O riso que o cercou, o escárnio que perseguiu Qorpo-Santo e a pouca cultura do meio, não
deixaram perceber que ele havia alcançado, por entre as pausas da sua “insanidade” uma coisa
raríssima: autenticidade literária. Nada por baixo dos panos, em sentido metafórico ou literal.
Ao contrário dos seus contemporâneos, sua literatura busca motivação e moldura no erotismo,
sem disfarces.
Pressionado pelos tabus, pelas praxes sexuais e cânones morais da sociedade brasileira
escravocrata e latifundiária do século XIX, o mestre-escola fez de sua obra de dramaturgo o
estuário dos conflitos de sua geração, de modo confuso e tumultuário. Ninguém fôra tão longe
antes dele, no seu impulso confessional. Os autores da sua época escreviam tal qual se
apresentavam os álbuns de família, bem arrumadinhos e posados, oferecendo um retrato
convencional de si mesmos e de seus parentes.
Dêem-no como genial ou como louco, deve-se no entanto ressaltar a essencial qualidade de
Qorpo-Santo: a sua singularidade, palavra definida por Machado de Assis como “o espantante
agradável”; e por Arthur de Oliveira como um “saco de espantos”.

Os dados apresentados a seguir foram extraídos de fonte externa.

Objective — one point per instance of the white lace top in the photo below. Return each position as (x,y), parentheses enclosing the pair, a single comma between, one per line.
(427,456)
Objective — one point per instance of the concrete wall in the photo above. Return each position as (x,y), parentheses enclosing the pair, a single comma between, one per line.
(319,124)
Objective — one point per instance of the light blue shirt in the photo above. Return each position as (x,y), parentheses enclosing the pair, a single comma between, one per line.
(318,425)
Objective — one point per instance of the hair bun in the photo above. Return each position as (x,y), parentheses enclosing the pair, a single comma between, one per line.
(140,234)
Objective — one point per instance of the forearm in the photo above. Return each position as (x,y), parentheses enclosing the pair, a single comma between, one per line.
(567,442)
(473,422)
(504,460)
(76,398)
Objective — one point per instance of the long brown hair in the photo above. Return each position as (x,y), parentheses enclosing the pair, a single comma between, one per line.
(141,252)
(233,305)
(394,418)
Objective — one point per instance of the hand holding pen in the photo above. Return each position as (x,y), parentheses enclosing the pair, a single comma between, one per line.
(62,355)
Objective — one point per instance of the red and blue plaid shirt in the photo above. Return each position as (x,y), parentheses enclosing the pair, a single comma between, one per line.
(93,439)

Ele foi implacável no combate à desordem ortográfica vigente em sua época, reinante ainda
em nossos dias. Após escrever muitas de suas peças, colocando a letra que mais se
aproximava do fonema para grafar as palavras, voltou a encarar o assunto com o objetivo de
traçar regras práticas que levassem à simplificação gradual da ortografia portuguesa, coisa que
intelectuais do porte de um Howais, no Brasil e tantos outros em Portugal tentaram há pouco
e ainda não o conseguiram...
Poeta, professor, jornalista, teatrólogo, editor, Qorpo-Santo escreveu muito em sua fúria
incontida, pondo a nu coisas que o teatro brasileiro ignorava à sua época, como por exemplo a
homossexualidade e fundou um gênero: o teatro nonsense ou teatro do absurdo, descoberto
pelos europeus muitos anos mais tarde.
Reivindicamos para o homem de letras da Vila do Triunfo, um lugar entre os maiores
dramaturgos da Língua Portuguesa, merecido, com certeza. Que de onde ele esteja proteja aos
seus conterrâneos em geral, e em especial, àqueles que querem desnudar a sua vida e obra,
para vê-la com o reconhecimento merecido em sua terra natal, através da Fundação que leva o
seu nome.
Publicado em abril de 2008, nos jornais O farrapo e Sentinela do Jacuí, de Triunfo/RS.